For every OPEN, the compiler will need to be aware of what else
could be OPEN at that point, in order to be sure which SPM areas
are occupied. Although this doesn't require knowledge of the logical
addresses of the other objects, it does limit the structure of the
- Recursion is difficult to handle. If a procedure uses OPEN and then calls itself, the second call to OPEN must use a different address in SPM. This is difficult to arrange: how is the new address obtained?
- The SPM could contain areas of free space that are unusable because of fragmentation. This will be a particular issue if a procedure uses OPEN and may be called from more than one context: the different contexts may have different OPEN objects.
- Similarly, if OPEN is placed on one control flow path leading to a basic block X, but not on another, then the state of the SPM at X is uncertain. (This is easily avoided by the use of scoping rules to restrict the placement of OPEN and CLOSE.)

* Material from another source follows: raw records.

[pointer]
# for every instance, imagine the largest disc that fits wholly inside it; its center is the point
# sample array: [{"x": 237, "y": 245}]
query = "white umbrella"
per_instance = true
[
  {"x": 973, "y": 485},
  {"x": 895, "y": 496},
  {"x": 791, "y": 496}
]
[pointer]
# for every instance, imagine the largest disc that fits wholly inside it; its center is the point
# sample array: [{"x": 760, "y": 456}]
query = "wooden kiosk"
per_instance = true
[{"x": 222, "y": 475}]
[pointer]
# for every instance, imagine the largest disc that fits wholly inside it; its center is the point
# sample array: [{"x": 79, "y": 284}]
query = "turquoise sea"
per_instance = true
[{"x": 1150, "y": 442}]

- Finally, it is argued that the SMMU provides no advantage over WCET
analysis for caches, because the WCET tool still needs to be aware of
what data is on-chip at each point in the program. This is not true.

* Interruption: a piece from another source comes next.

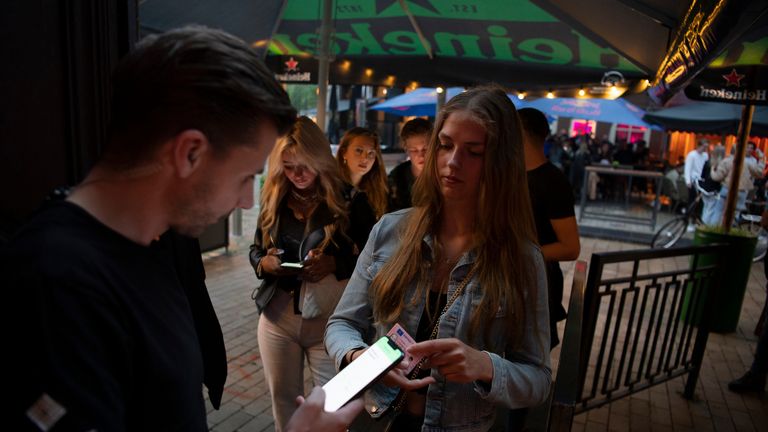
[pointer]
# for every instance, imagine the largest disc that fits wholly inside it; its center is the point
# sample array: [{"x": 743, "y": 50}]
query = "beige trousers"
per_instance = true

The problem is greatly simplified.
The contents of a cache are dependent on the reference string generated by the code, i.e. addresses passed to "load" and "store", as well as the path through the code. The cache analysis is forced to use an abstraction to handle this, with a resulting loss of precision (but not safety). However, the contents of SPM using the SMMU are dependent only on the path through the code, and then only on the OPEN and CLOSE operations that have been reached. The reference string is irrelevant along with all other instructions. Therefore, no abstraction is required to represent the SPM state, and the analysis problem is a simple matter of using the control-flow graph (CFG) to determine whether every path from a "load" or "store" (1) leads to an OPEN using the same pointer, and (2) is uninterrupted by a CLOSE operation matching that OPEN. This is a vast simplification of a very difficult problem, and one that does not require whole-program pointer analysis.

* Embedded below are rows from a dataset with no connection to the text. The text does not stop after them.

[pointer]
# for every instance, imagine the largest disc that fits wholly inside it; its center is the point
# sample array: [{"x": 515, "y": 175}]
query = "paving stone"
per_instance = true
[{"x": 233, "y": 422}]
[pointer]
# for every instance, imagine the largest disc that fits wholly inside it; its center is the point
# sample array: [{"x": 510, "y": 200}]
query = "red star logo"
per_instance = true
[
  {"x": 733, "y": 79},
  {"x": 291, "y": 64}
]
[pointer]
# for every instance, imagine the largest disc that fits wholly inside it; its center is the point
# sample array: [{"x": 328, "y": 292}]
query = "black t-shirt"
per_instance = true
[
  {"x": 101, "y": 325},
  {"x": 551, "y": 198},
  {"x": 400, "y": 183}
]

Research is ongoing. In future I will be focusing on integration of SPM/SMMU control into a compiler, most likely based on the LLVM technology. This will enable further research into the applicability and costs/benefits of the technology.
But I also want to encourage other people to think about using scratchpads for real-time and embedded systems, with and without the SMMU, and I welcome feedback, suggestions and criticisms. I'm also providing the source code and hardware designs and you are welcome to make use of this for your own work.